In no place [in the castle] save from the windows in the castle walls is there an available exit. The castle is a veritable prison, and I am a prisoner!

Related Characters: Jonathan Harker (speaker)
Page Number: 22
Explanation and Analysis:

Harker realizes, on arriving at Dracula's castle that, after a short span of time, he is hardly a guest at all. Dracula, in this section, behaves suspiciously, telling Harker that bleeding in Transylvania can be "dangerous." Dracula also discards Harker's mirror - something that will be explained later in the text, attributed to Dracula's fear of being caught in a mirror and therefore defeated.

Again, however, Harker cannot understand what is happening to him and around him - he is not acquainted with the supernatural powers Dracula possesses, which would cause blood and mirrors to assume such terrible significance. This section, then, is a case of dramatic irony, wherein the reader perceives more of what is happening to the character than the character himself does.
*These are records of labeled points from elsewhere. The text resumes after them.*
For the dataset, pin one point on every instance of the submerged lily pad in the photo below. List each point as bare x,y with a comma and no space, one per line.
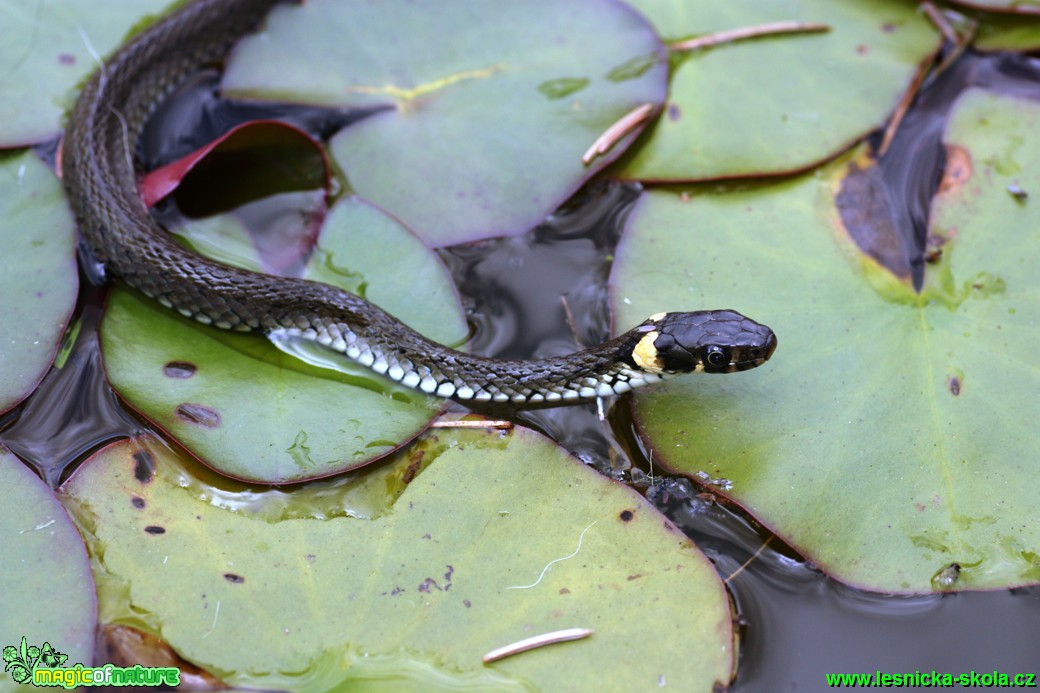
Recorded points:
538,542
48,593
888,438
780,103
47,49
37,274
487,127
254,412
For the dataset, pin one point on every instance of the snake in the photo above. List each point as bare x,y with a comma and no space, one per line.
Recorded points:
100,176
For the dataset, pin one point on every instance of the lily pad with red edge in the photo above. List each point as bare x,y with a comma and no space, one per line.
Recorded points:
493,104
780,103
890,438
254,412
48,592
258,157
48,48
37,273
413,598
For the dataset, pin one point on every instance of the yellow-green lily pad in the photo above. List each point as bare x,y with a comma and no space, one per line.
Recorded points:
491,106
890,437
48,593
780,103
47,49
258,413
37,273
417,595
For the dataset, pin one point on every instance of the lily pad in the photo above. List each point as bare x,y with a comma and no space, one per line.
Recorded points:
48,48
1013,6
487,130
37,273
416,596
48,592
887,439
1008,32
781,103
254,412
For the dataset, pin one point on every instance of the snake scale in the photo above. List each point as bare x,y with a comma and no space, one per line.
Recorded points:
100,178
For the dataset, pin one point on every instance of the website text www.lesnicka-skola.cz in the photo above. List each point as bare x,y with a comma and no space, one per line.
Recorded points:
932,679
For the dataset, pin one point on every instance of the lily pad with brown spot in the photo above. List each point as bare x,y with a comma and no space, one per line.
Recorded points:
890,436
777,103
415,596
255,412
37,273
492,105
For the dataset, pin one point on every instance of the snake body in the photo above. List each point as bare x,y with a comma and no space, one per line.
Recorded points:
100,178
This will recur throughout the text - it is, indeed, a trope of horror fiction, where the reader understands that danger lies just ahead of a particular unsuspecting person. And, of course, that person is powerless to stop the violent act - only heightening the expectation of bloodshed. 

Chapter 3 Quotes

Well, now I promise you that when I am done with him you shall kiss him at your will. Now go! go! I must awaken him, for there is work to be done.

Related Characters: Count Dracula (speaker), Jonathan Harker, The Three Sisters
Page Number: 33
Explanation and Analysis:

This is the first explicit, and truly bizarre, supernatural act in the novel. The narrator never reveals the exact identity of the "Three Women," but they do appear to be under the direct control of Dracula. Dracula, for his part, argues that Harker's blood is, first, for him, and that only after he is done with Harker might the Three Women have their turn.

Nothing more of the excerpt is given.